Bei den bekannten Rotary-Bohrgeräten werden normalerweise sogenannte Schwerstangen verwendet.
Das sind besonders dickwandige Bohrgestängestangen, denen im allgemeinen bereits eine gewisse stabilisierende Wirkung zugeschrieben wird. Diese Schwerstangen werden aus einzelnen Stangen zusammengeschraubt ; der ganze Schwerstangenstrang ist oftmals sehr lang ; es kommen hiebei Längen zwischen 50 und 200 m vor.
In tiefen Bohrlöchern beträgt der Bohrdruck am Bohrer gewöhnlich einen Bruchteil des Gestängegewichtes. Darum wird das Gestänge übertage soweit angehoben, dass nur ein Teil des Gewichtes ausgeglichen ist und der übrige Teil alsBohrdruck am Bohrer verbleibt. Damit entsteht am Gestänge eine Zone, in der weder eine Zug- noch eine Druckkraft vorhanden ist. Bei der Verwendung von Schwerstangen liegt diese Zone sehr tief, oftmals sogar innerhalb des Schwerstangenstranges. Dies ist auch beabsichtigt, denn durch die Schwerstangen wird der darüberliegende Bohrgestängestrang straff gehalten.
Bohrgestänge und Schwerstangen sind niemals so steif, dass sie nicht aus der geraden Achsenrichtung abweichen könnten. Diese Abweichung aber verursacht ein Taumeln der einzelnen Teile des Gestänges und der Schwerstangen, u. zw. jeweils zwischen den Stellen, an denen eine Durchbiegung stattfindet. Diese abweichenden Teilstränge verursachen am Bohrer ebenfalls ein Taumeln, so dass der Bohrer sehr labil arbeitet. Die Erfahrung hat gezeigt, dass auch bei Verwendung von Schwerstangen die Bohrlöcher keinesfalls gerader werden.
Man könnte die beabsichtigte Stabilisierungswirkung dadurch herbeiführen, dass man an den Verschraubungsstellen der Schwerstangen jedesmal ein Führungsstück vorsieht. So zahlreiche Führungsstücke im Bohrloch sind jedoch umständlich, führen Energieverluste herbei und können auch zu Störungen Anlass geben.

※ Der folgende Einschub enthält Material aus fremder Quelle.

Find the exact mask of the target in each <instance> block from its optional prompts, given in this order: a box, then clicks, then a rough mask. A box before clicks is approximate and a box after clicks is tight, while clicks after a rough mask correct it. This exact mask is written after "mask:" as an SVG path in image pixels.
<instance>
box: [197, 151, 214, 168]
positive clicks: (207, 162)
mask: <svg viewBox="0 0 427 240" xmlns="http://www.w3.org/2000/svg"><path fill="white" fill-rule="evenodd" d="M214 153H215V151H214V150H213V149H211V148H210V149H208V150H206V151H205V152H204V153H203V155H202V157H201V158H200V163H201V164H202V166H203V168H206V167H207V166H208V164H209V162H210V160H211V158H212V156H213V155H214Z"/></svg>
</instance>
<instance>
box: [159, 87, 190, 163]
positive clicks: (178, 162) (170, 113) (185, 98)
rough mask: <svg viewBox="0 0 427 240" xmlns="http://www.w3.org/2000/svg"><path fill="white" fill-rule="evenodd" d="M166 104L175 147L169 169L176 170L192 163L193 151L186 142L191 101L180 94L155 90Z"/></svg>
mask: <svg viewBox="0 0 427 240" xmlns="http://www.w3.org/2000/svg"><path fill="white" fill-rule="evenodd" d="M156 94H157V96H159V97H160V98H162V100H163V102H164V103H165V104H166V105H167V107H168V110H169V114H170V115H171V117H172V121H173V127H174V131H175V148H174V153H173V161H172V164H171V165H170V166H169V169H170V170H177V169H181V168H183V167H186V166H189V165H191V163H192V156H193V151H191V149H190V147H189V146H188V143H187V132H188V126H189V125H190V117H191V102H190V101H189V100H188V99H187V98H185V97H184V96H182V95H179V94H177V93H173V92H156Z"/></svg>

Man spricht sogar davon, dass Schwerstangen eine Kreiselwirkung haben. Bei der Elastizität der Schwerstangen jedoch hat diese Kreiselwirkung eine der Stabilisierung entgegengesetzte Wirkung. Da die einzelnen Schwerstangenabschnitte zwischen den durch Verbiegung am Bohrloch anliegenden Stellen aus der generellen Bohrlochachse abweichen, entsteht bei einer vorliegenden Kreiselwirkung Elongation. Infolge dieser gänzlich unbeabsichtigten Kreiselwirkung wird das Abweichen des Bohrers bzw. sein Taumeln sogar wirksam unterstützt, so dass die notwendige Stabilisierung durch Schwerstangen nicht eintreten kann'.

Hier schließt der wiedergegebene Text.